We have a requirement that would need similar (and more) functions to the tools below in each step:
Step 1: Having a tool like [login to view URL] that checks the page status of each URL and only return those that have real 404 errors., but being able to process up to 500 URLs at a time, or being able to attach a file for the check to process in batches and finally create an output file to feed into Step 2.
Step 2: Having a process to check the DA/PA of up to 500 URLs at a time (like this site: [login to view URL]), or being able to process a larger file from Step 1 that can process batches of URLs at a time until complete, and strip out all the URLs that are under PA20, and create a file to feed into Step 3.
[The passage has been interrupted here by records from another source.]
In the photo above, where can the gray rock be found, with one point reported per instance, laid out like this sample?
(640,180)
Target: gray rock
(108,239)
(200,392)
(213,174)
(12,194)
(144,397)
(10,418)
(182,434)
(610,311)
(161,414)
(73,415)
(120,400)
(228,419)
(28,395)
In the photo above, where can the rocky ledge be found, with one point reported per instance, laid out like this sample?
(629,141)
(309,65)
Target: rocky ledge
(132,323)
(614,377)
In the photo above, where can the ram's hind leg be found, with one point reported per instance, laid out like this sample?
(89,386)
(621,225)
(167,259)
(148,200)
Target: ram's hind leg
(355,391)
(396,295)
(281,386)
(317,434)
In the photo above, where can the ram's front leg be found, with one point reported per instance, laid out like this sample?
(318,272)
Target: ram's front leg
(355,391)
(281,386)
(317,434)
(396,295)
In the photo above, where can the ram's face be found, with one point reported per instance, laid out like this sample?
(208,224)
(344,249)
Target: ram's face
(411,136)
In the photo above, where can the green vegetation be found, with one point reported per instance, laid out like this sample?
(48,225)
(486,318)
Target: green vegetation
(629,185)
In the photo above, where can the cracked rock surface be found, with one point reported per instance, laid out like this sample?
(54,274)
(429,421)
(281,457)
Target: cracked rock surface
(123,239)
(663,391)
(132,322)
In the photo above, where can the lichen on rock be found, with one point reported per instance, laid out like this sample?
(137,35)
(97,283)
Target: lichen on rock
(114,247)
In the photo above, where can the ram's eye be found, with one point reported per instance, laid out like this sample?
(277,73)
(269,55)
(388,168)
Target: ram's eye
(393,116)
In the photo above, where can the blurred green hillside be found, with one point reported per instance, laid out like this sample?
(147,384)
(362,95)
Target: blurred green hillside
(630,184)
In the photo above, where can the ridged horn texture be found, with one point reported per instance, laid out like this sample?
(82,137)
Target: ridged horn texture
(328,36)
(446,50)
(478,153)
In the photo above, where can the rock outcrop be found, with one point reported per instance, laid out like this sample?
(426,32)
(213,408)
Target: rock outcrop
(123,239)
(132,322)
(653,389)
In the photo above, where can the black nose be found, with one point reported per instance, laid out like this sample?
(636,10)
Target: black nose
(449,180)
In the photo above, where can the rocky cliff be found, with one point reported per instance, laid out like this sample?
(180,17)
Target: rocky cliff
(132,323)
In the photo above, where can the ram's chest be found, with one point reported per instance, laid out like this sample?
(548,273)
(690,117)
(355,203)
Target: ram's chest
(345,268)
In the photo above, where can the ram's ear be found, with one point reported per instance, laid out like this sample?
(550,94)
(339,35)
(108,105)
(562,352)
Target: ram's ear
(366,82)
Step 3. Having a process that can use an API for [login to view URL] to check the TF/CF details for all domains available in Step 2, and checking the TF/CF for the domain name with both the http:// and non http:// values for Web2.0 sites like Tumblr and other Web2.0 sites, and also check the www. and non www values of actual domains, then create a file after this process is finished for further processing.
Step 4. For actual domain names that Step 3 processes, use the Majestic API to check the incoming Anchor links to the domain for both www. and non www. domains.
Your programming skills need to be good, but you need to have a good understanding of what the 4 steps above are doing. We dont want to have to explain what all these mean. If you want to work on this project, you will already understand what they mean and why we want to do this project.
The end result does not need to look all polished with a flash looking GUI. It just needs to work properly.
When you bid on this project we want to make sure we know you have bothered to read out requirements. Please start your opening remarks with "Grab the strong stats easier" followed by anything else you want to tell us about your actual experience. If you fail to do this basic step, we will know you did not read the project and you will be ignored - we promise.
We look forward to your bids.
Grab the strong stats easier
Do you want this to be a commandline script or web service, the description is slightly vague there. I recommend this be developed with Node.js or Python/Tornado if it is a web service.
And I recommend Python if you want commandline utils. Node's client side scripting is not mature enough even though Nodes async is an asset here.